Özkan Sümer ile spor adamlığı…

"Yöneticinin iyisi, işler yolunda giderken, gelecekte nelerin olumsuz hale dönüşebileceğini tahmin ederek ona göre tedbir alandır."

Geçtiğimiz hafta, "güzel işler yapmak" üzere dünyaya gönderilen Adem oğullarından olan Özkan Sümer de, vakti saati gelince terki diyar eyledi.

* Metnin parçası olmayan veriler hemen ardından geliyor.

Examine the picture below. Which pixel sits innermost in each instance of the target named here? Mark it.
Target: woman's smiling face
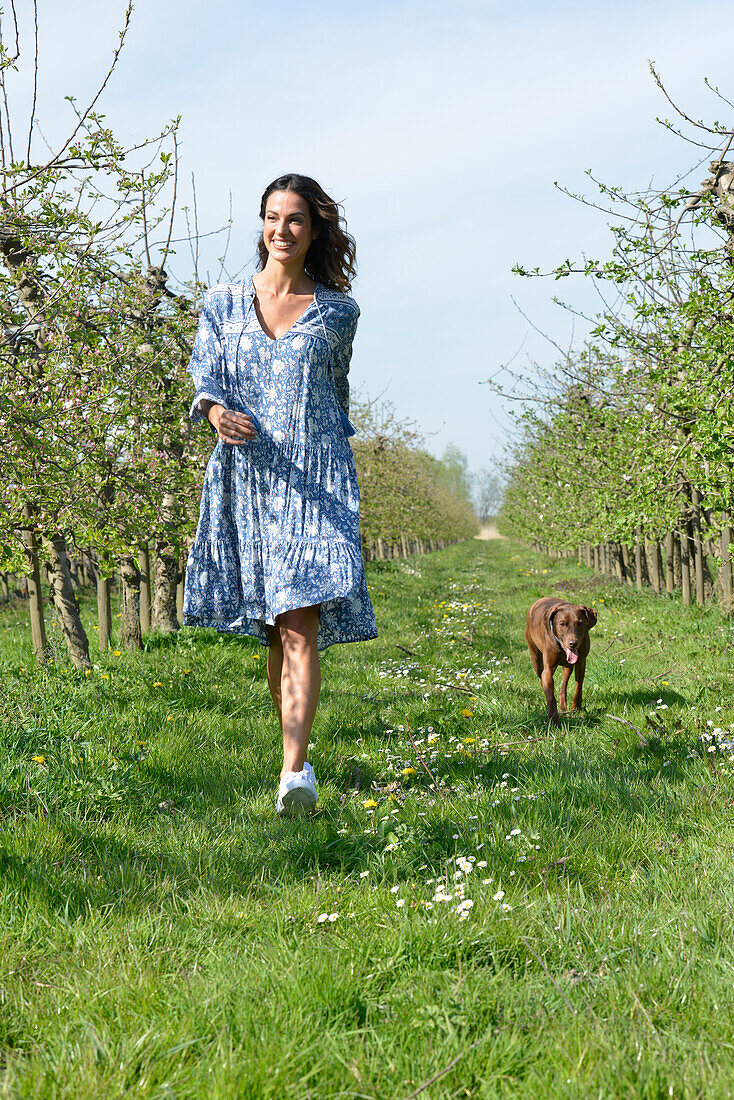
(287, 228)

"Spor, ille de futbol adamı" statüsünde sadece Türkiye'de de değil, dünya da örnek gösterilebilecek ender kişi ve kişiliklerden olan Özkan Sümer'den "söz uçar yazı kalır" hesabına en çok kullandığım ibare yukarıdaki yöneticilikle ilgili yaptığı tarif olmuştur.

Futbolun her aşamasında "en büyük öğreti yaşamaktır" felsefesini hayata geçirerek yer alan Özkan Sümer'in, bilgi ve birikimini aktarmada "En yüksek medeniyette bile kitap okumak ayrıcalıktır"  gerçeğinin bir numaralı temsilcilerinden olması, ona her bakımdan mükemmel bir spor adamlığı kimliği kazandırmıştır. Tabidir ki insanoğlu bu, "beşer şaşar" gerçeğinde de hataları, eksikleri olmamış mıdır? Özkan Sümer kadar az olanları hatırlayabilmek için bayağı inceleme ve irdeleme yapmak gerekir.

*

Kendine yaşam tarzı olarak seçtiği spor adamlığı ile yaptıkları ve yaşadıkları ile başta Trabzonspor olmak üzere Türk ve dünya futbolunun örnek alması gerekenleri çoktur.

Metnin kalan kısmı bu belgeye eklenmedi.